The first run of Na Mairbh a d’Fhill in 1943 was 3,000 copies which sold out within months and was followed by a second run of 3,000 to meet demand, followed by a further 3,000. A second and then a third volume quickly followed to satisfy the fans of Réics Carló.

That was a huge success for a book in Irish that never made it onto a school curriculum due to its lightweight content and lack of literary pretentions.

The unique achievement of Cathal Ó Sándair was marked years after his death when the annual award for the best book for young readers in Irish was named Gradam Réics Carló.

Now An Gúm have republished the first two stories in the series, bringing them back into print eighty years after the first one rolled off the presses in 1943. 

A heady mixture

I don’t usually review young adult fiction but I couldn’t resist the opportunity to have a read of the first two volumes of this famous series. The publishers wisely retained the original artwork for the covers and they bring us right back to the 1940s.

The stories themselves are rooted in the imagination of a twenty year old of the period and I couldn’t help but be reminded of the atmosphere in those cliff-hangings cinema and early television offerings like Flash Gordon or Sherlock Holmes.

In these opening volumes of Réics Carló we get a heady mixture of private detective, science fiction and espionage with nefarious enemies, dastardly plots and heroic exploits. As some might say today – what’s not to like?

Of course for contemporary readers the stories are a bit simplistic and dated by now but I found that was part of their charm.

There is a certain naivety about the whole thing but there’s also rollicking and outlandish plots and characters that whisk us through dangerous confrontations, to the ultimate victory of undaunted Réics Caeló and his brave young helper Brian Ó Ruairc. 

Na Mairbh a d’Fhill 

In Na Mairbh a d’Fhill we find wartime Ireland threatened by survivors of the fabled and lost empire of Atlantis, now intent on world domination by stealing the secret plans for invisible airplanes that promise to be an undefeatable weapon.

Their underground lair lies below an island off the coast of Connemara where they torture the kidnapped Irish inventor of the invisible plane to force him to decode the plans which they have already stolen from Carló’s safe.

Unlikely? Well yes, but it’s good fun from start to finish. 

An tEitleán Dofheicthe

In the second story An tEitleán Dofheicthe the invisible plane is hijacked and must be recovered to once more prevent disaster.

The unscrupulous criminal gang and its mastermind intend to subjugate Ireland first before going on to take over the world.

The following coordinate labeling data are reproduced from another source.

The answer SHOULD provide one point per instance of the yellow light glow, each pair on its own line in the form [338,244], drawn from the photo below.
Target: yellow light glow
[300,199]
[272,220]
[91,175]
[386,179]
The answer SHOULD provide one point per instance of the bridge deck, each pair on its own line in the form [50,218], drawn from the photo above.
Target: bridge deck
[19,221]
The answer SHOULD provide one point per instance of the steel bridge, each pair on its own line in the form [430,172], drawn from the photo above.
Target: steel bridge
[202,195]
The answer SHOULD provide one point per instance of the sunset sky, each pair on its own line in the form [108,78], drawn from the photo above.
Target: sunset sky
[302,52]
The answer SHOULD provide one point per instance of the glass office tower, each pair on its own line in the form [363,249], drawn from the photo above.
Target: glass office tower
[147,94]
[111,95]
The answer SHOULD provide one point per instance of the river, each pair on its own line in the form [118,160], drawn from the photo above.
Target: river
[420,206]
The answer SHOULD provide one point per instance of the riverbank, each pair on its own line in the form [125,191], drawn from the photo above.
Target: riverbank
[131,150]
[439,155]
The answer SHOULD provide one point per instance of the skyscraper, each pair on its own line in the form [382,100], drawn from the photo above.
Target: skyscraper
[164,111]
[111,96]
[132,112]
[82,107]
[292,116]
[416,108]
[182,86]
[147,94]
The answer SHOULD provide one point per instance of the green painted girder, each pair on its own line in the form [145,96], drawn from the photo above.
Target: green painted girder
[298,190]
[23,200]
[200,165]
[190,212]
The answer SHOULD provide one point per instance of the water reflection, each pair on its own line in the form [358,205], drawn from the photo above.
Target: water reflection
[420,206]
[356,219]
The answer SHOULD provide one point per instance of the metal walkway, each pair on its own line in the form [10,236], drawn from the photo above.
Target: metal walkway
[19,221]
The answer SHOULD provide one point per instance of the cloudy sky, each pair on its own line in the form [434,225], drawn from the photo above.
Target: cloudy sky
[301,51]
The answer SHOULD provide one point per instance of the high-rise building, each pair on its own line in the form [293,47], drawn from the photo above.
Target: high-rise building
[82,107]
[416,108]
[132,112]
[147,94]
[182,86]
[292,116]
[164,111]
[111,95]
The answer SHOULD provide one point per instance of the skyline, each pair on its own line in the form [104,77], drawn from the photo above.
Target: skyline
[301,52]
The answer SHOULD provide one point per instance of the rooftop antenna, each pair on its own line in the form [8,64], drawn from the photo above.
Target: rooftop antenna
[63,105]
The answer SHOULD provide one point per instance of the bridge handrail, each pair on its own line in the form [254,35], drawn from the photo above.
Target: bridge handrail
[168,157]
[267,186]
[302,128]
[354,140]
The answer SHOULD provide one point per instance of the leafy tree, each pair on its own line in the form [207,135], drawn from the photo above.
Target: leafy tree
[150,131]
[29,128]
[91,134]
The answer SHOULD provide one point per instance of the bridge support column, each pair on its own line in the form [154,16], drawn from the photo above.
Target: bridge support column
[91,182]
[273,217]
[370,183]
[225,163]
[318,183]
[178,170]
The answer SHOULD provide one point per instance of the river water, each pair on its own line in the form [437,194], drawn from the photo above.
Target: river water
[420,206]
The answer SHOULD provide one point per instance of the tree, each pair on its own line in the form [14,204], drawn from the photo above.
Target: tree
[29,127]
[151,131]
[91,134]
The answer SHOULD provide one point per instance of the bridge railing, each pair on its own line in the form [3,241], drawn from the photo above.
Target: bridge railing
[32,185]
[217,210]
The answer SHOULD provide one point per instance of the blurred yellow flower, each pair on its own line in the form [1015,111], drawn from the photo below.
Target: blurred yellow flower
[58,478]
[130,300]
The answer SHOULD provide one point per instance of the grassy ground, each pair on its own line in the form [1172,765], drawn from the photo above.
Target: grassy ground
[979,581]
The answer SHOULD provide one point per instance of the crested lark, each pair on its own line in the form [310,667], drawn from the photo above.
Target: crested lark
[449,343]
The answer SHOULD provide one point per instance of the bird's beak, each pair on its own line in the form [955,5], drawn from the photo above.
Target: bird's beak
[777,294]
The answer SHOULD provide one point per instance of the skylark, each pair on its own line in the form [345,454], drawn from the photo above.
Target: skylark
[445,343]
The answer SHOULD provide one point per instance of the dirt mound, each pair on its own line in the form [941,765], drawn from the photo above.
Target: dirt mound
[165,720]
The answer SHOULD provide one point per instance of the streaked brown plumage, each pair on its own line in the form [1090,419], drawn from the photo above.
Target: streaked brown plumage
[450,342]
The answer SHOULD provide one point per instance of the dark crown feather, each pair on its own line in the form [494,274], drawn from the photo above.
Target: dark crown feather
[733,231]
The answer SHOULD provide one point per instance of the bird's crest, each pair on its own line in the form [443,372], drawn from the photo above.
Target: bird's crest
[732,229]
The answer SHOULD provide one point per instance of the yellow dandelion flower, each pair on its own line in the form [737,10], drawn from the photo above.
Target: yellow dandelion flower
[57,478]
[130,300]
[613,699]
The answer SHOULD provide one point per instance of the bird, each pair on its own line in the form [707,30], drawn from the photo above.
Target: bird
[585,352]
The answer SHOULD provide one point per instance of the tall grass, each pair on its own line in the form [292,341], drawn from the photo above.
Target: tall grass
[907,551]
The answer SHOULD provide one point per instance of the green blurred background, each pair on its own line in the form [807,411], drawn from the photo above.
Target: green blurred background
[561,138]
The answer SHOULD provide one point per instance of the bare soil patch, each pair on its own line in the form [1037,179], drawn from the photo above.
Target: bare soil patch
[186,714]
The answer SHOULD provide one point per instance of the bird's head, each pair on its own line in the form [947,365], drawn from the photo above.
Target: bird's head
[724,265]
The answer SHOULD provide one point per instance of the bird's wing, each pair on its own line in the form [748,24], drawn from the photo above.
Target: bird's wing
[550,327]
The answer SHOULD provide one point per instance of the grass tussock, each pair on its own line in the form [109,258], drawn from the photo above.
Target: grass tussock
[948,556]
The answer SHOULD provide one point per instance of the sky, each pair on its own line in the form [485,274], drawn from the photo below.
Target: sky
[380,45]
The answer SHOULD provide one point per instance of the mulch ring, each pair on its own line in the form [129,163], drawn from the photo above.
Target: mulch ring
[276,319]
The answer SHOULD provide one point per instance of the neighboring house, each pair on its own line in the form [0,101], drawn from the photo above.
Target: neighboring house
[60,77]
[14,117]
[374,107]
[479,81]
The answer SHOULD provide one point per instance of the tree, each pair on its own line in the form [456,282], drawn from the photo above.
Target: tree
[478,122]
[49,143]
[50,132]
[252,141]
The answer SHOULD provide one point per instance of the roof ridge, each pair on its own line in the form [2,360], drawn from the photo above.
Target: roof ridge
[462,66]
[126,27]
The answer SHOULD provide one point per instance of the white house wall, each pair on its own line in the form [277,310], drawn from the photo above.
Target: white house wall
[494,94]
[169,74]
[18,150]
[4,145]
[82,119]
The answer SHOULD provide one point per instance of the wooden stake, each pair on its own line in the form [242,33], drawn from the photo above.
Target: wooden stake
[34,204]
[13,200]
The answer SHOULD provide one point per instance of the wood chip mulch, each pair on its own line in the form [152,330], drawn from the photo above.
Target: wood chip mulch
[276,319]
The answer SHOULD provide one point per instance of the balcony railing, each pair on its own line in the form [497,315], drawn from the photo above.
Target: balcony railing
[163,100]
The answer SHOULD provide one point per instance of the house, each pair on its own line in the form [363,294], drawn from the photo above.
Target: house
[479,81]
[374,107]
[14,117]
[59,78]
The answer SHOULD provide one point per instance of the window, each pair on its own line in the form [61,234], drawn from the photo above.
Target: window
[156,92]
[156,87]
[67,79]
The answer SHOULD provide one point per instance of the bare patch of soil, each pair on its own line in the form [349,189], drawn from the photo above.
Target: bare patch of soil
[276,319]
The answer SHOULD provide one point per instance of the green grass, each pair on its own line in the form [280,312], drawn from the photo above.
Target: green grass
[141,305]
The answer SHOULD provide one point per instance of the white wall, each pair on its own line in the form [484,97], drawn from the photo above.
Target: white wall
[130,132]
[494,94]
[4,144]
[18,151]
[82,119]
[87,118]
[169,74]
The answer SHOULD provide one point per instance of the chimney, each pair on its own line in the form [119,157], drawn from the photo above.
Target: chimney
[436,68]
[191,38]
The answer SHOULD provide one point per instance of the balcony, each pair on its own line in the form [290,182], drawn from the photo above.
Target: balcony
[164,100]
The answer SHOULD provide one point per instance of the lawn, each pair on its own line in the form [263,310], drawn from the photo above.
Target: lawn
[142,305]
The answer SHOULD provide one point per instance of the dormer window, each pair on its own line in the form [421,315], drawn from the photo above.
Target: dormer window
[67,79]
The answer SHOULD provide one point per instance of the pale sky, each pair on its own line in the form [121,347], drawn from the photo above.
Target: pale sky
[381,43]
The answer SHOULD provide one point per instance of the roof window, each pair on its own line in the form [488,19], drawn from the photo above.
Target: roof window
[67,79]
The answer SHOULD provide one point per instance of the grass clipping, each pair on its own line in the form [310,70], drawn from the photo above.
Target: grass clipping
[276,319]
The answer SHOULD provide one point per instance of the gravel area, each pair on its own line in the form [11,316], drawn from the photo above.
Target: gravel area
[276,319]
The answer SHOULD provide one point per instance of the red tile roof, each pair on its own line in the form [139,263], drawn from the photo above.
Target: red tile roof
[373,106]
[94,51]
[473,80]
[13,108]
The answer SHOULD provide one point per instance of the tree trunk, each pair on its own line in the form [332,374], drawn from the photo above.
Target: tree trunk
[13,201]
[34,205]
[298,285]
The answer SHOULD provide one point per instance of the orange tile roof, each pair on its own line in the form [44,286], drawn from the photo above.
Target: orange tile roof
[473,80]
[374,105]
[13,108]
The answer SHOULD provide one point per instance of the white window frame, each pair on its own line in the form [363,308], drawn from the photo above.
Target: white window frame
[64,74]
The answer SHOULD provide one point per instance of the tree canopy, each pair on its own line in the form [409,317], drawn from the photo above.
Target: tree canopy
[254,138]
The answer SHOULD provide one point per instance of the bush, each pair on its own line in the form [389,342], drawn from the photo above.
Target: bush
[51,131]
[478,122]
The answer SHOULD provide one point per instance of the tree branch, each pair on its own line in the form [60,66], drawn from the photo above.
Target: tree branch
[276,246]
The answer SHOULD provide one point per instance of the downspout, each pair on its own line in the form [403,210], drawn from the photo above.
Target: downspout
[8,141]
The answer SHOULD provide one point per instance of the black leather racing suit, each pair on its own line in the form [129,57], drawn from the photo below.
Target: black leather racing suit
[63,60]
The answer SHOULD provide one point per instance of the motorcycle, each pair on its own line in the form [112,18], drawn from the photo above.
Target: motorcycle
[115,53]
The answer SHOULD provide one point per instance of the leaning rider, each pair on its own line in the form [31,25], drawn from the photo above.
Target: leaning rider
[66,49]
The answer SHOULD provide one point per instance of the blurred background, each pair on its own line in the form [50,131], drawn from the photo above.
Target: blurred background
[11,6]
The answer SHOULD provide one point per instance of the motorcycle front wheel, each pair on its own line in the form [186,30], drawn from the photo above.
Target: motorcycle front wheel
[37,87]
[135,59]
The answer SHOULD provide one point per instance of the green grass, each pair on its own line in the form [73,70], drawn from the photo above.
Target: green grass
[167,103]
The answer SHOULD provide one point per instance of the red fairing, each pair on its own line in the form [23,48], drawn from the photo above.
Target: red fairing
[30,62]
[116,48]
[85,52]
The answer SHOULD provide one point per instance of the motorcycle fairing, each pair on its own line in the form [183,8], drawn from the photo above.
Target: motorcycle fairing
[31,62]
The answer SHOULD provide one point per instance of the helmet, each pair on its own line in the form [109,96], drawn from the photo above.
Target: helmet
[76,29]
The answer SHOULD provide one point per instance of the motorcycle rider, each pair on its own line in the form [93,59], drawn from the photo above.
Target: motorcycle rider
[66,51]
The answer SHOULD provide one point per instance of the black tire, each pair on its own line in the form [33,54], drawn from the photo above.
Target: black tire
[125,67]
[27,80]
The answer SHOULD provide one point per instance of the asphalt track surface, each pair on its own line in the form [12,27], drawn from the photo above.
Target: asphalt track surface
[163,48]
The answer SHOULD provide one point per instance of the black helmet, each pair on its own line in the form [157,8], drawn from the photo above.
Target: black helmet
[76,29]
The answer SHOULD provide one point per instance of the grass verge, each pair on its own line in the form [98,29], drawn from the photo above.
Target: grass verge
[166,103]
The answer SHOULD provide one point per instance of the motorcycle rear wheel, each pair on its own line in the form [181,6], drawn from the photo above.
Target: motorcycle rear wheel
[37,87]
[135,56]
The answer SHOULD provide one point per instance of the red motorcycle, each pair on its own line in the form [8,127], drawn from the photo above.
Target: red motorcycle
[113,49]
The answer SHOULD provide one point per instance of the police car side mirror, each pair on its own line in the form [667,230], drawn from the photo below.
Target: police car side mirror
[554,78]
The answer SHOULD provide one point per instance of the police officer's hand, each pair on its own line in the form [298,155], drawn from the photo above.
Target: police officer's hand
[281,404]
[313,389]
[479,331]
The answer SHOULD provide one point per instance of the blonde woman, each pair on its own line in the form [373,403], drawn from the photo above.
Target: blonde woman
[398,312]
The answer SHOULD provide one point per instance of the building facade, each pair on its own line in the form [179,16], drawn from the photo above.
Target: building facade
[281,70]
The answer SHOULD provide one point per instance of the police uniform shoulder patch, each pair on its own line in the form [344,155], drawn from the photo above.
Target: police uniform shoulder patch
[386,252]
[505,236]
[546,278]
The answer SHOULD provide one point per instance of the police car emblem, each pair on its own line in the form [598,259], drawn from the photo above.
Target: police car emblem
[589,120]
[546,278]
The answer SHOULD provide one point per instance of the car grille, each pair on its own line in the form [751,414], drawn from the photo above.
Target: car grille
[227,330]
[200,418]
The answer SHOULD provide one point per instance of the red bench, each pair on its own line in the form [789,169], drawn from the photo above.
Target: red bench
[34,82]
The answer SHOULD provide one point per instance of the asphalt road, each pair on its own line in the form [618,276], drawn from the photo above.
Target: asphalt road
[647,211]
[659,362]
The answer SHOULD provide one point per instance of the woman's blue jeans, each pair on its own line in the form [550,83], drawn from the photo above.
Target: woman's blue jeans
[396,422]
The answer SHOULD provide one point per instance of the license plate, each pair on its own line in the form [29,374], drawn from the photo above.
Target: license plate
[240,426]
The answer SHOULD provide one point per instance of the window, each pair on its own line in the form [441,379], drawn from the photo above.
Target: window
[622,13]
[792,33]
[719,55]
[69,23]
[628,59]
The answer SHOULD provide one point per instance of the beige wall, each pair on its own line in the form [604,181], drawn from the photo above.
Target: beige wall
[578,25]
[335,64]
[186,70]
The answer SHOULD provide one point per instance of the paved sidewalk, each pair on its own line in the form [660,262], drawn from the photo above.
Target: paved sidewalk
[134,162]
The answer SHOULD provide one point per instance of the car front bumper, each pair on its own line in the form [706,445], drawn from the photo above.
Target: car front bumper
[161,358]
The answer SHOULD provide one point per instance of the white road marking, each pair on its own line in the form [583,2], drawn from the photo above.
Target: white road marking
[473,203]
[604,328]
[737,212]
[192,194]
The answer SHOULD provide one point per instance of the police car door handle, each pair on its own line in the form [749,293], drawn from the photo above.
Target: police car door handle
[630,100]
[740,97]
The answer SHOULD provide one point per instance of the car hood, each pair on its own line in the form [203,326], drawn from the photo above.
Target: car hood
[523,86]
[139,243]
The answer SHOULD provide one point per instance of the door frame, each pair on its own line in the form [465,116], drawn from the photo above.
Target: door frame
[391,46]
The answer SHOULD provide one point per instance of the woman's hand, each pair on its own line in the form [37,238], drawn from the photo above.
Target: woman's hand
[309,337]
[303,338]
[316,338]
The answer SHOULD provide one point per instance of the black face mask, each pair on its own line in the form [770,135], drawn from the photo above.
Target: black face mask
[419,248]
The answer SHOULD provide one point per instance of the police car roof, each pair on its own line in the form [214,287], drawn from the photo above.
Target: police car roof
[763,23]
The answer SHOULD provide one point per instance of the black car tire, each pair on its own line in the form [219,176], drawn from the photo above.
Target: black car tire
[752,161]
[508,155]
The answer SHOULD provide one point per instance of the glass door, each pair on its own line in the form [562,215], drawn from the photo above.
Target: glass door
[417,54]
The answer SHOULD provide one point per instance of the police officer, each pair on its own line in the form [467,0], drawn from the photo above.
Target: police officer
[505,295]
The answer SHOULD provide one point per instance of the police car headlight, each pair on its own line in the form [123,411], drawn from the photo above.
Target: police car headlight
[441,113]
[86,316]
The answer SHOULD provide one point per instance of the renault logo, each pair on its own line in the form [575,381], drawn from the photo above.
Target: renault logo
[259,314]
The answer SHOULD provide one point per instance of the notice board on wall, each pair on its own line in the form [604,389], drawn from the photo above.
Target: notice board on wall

Needless to say Réics Carló is out to stop them despite threats, time bombs and invisible planes.

Memory lane

The stories run to about a hundred pages each and in these reissued editions have a short contextual essay by Róisín Adams, and a brief outline of what needed to be done to update the original text to make it easily readable for today’s readers.

Taken on their own terms and in the context of the time in which they were written they’ll provide some amusement.

In the last eighty years young readers have become more sophisticated and may well find that Réics and his adventures don’t measure up to the standards of the twenty first century—but for those who were fans in earlier years these books will lead them down memory lane.

And there are new readers, like me, who will be pleased to eventually make the acquaintance of Réics Carló for the first time after all these years.  


Cathal Póirtéir has specialised in researching, presenting and commissioning Irish interest material in various radio formats and in books, including history, literature and folklore in Irish and English, as well as current affairs and drama.